Ryszard Czarnecki: Natomiast tak naprawdę Polsce ta wojna ideologiczna nie jest potrzebna i tutaj nie chodzi o kwestie religijne... Tak, ostatnie zdanie. Nie chodzi o kwestie religijne, tylko chodzi o to, żeby krzyż zawsze był symbolem narodowym, patriotycznym i właśnie dlatego trzeba go szanować.

Zuzanna Dąbrowska: Włodzimierz Czarzasty.

Włodzimierz Czarzasty: No, do tego Palikota jeszcze można dodać, że swego czasu, jak pierwszy raz składał przysięgę, powiedział „tak mi dopomóż Bóg” w sejmie. Ale zostawmy Palikota na chwilę. Znaczy w kwestii krzyża – jeżeli to wynika z koncepcji, a ja wierzę, że to wynika z koncepcji takiej, że za dużo jest Kościoła w państwie, że państwo powinno być świeckie, że nie powinno być religii w szkołach, że nie powinno być katechetów czy tam księży w wojsku, że przychody dla księży i dla Kościoła powinny być opodatkowane, że koncesje na radio nie powinny być dawane za darmo, to, chciałem powiedzieć, nie powinno być również krzyży w instytucjach i w szkołach. Z tego, co pamiętam, parlament jest instytucją.

Zuzanna Dąbrowska: Tutaj raczej zgody nie osiągniemy, tak zresztą jak i zapewne w sejmie nie będzie zgody, niektórzy nawet zapowiadają fizyczne blokowanie pomysłów Janusza Palikota. Zobaczymy, co z tego wyniknie. Na dzisiaj już...
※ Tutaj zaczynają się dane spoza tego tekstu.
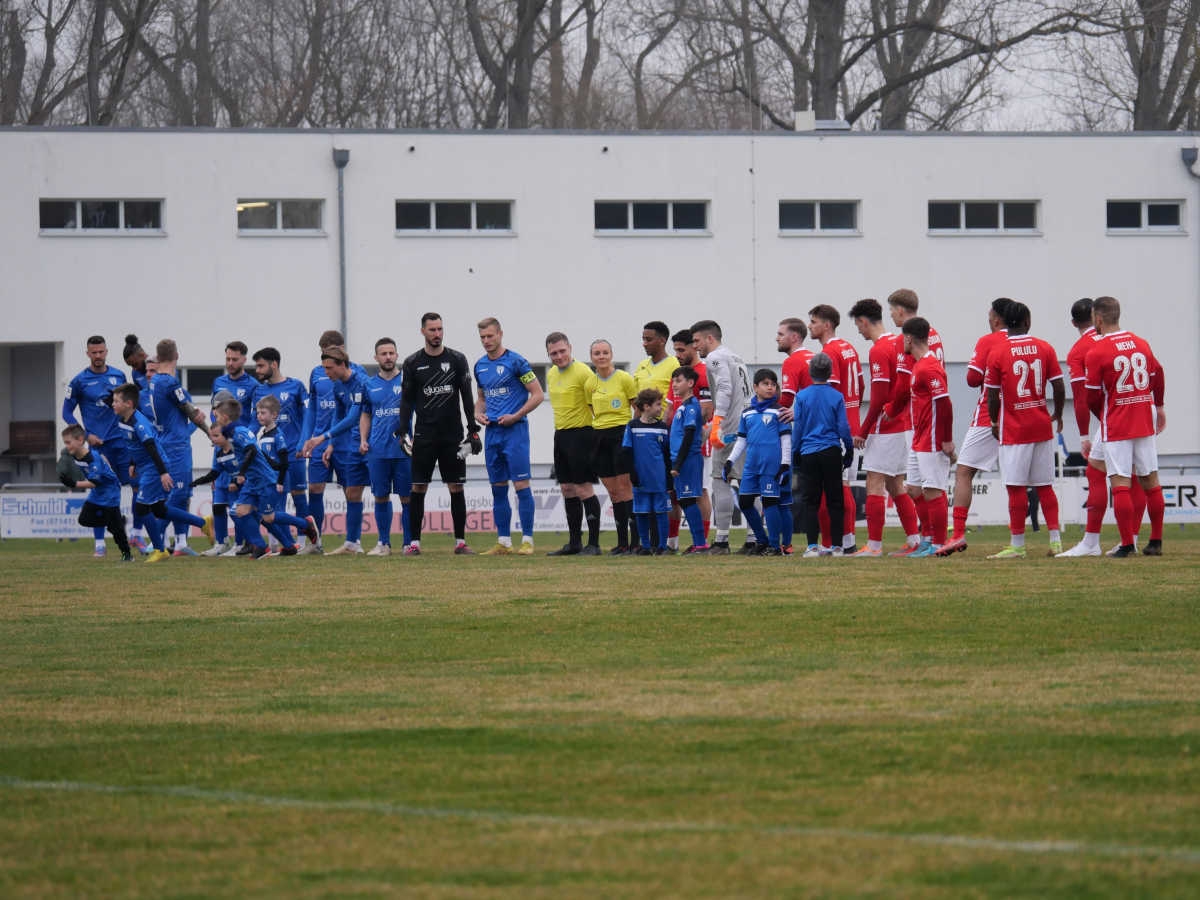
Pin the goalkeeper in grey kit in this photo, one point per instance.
(436, 384)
Ryszard Czarnecki: Ale Platforma jak zwykle schowała głowę w piasek i jest to taki struś w tej chwili.

Zuzanna Dąbrowska: Na dziś już, panie pośle, musimy kończyć. Bardzo dziękuję moim gościom: Włodzimierz Czarzasty, Stowarzyszenie Ordynacka...

Włodzimierz Czarzasty: Dziękuję bardzo.

Zuzanna Dąbrowska: Ryszard Czarnecki, Prawo i Sprawiedliwość. A ja się żegnam, Zuzanna Dąbrowska, do usłyszenia.